Cookbook published in USA

The Household Searchlight Recipe Book was one of the most-published cookbooks in the United States. It was in print almost continuously from 1931 until 1954, and sold more than 1 million copies. It was published by Capper Publications of Topeka, Kansas, and was reprinted five times between 1977 and 1991 by Stauffer Publications.

== Editions ==

=== First printing (1931) ===
In 1931, Capper Publications released 2,500 copies of the book.

=== Second printing (1932) ===
Due to the book's popularity, Capper released a second printing in 1932 in an edition of 6,200 copies. Added to this edition were 15 blank pages at the end, with the heading "Additional Recipes" for the book's owner to add their own recipes.

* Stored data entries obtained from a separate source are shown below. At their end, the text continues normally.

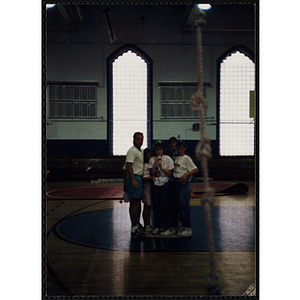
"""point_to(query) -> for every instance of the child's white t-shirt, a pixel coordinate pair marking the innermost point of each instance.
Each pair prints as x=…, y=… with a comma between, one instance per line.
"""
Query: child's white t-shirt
x=183, y=164
x=167, y=163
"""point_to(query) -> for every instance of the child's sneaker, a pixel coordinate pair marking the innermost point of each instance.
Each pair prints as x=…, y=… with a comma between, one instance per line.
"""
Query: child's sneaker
x=168, y=232
x=186, y=232
x=148, y=228
x=155, y=231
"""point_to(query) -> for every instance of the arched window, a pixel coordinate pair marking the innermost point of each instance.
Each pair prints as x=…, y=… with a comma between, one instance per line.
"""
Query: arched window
x=236, y=126
x=129, y=98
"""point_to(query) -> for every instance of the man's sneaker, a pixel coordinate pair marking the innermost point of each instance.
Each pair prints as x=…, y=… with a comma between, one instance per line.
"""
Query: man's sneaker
x=168, y=232
x=155, y=231
x=186, y=232
x=137, y=232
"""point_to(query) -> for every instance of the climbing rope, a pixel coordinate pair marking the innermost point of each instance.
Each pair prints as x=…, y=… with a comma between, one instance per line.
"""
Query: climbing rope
x=214, y=282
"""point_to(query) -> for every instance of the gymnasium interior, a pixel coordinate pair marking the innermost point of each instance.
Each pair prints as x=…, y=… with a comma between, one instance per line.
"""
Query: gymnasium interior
x=110, y=71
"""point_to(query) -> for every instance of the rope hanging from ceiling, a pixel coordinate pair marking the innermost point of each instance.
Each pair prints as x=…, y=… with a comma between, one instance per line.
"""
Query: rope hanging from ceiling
x=214, y=281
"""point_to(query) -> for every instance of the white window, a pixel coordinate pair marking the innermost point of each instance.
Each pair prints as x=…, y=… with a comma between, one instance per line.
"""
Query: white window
x=129, y=97
x=237, y=79
x=175, y=100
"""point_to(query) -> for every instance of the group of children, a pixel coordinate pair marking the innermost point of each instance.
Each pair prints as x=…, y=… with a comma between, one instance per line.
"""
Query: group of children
x=166, y=190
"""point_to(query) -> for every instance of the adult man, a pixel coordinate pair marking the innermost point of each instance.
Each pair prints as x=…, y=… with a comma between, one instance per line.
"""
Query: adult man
x=134, y=181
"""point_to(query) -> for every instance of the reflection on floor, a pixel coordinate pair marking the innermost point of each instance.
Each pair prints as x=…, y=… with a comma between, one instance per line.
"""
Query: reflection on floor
x=91, y=252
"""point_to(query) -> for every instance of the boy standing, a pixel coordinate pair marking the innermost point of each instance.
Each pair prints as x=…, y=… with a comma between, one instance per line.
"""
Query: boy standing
x=183, y=171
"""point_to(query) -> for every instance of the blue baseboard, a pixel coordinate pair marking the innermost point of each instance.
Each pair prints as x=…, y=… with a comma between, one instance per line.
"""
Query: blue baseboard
x=101, y=147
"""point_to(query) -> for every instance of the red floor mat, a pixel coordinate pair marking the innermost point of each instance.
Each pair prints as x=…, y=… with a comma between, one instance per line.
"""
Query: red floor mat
x=116, y=192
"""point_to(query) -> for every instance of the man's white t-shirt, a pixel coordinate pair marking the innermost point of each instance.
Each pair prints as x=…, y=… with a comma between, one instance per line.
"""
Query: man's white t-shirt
x=136, y=157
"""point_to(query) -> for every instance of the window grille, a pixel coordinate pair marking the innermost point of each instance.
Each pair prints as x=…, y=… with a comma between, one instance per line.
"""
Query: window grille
x=72, y=101
x=175, y=100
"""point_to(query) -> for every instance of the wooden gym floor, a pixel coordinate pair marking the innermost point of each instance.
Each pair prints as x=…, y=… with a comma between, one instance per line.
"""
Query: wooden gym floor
x=113, y=263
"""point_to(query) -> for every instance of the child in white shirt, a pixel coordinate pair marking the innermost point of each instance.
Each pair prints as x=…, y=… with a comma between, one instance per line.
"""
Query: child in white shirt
x=184, y=170
x=161, y=165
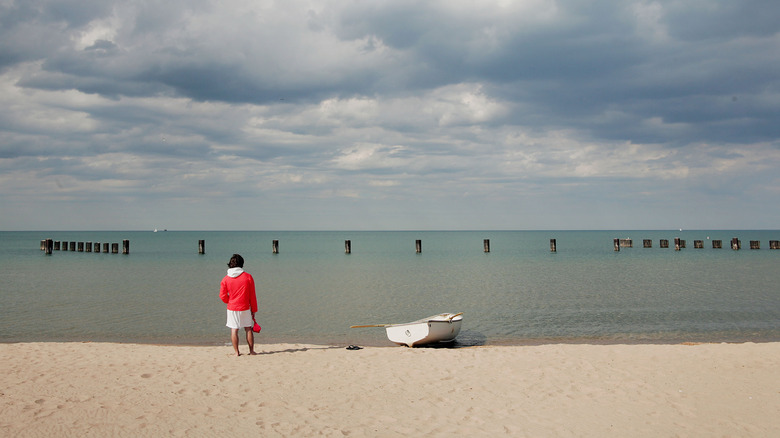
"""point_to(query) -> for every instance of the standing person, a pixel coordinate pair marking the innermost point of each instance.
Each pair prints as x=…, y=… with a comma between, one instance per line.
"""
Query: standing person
x=237, y=290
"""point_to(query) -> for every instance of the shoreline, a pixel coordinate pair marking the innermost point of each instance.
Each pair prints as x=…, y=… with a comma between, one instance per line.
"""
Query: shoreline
x=95, y=388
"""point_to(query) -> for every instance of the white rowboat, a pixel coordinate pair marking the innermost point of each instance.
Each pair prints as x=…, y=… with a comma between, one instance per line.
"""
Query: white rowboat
x=437, y=328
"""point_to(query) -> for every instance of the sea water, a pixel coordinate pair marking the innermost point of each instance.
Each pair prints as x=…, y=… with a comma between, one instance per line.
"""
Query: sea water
x=311, y=291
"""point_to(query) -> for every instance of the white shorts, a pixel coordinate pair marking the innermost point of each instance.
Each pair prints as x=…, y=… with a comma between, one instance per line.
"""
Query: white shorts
x=239, y=319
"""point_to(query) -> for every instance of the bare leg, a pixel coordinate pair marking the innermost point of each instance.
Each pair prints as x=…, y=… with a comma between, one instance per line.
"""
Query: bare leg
x=250, y=339
x=234, y=339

=== Third printing (1934) ===
As demand for the cookbook continued to grow, Capper released the third printing in an edition of 11,995 copies.

=== Fourth edition (1934) ===
A second print-run of 14,009 copies were released after the initial printing in the same year as the third printing, for a total of 26,004 copies in a single year. The Joy of Cooking was likely the only other American cookbook that was outselling The Household Searchlight Recipe Book.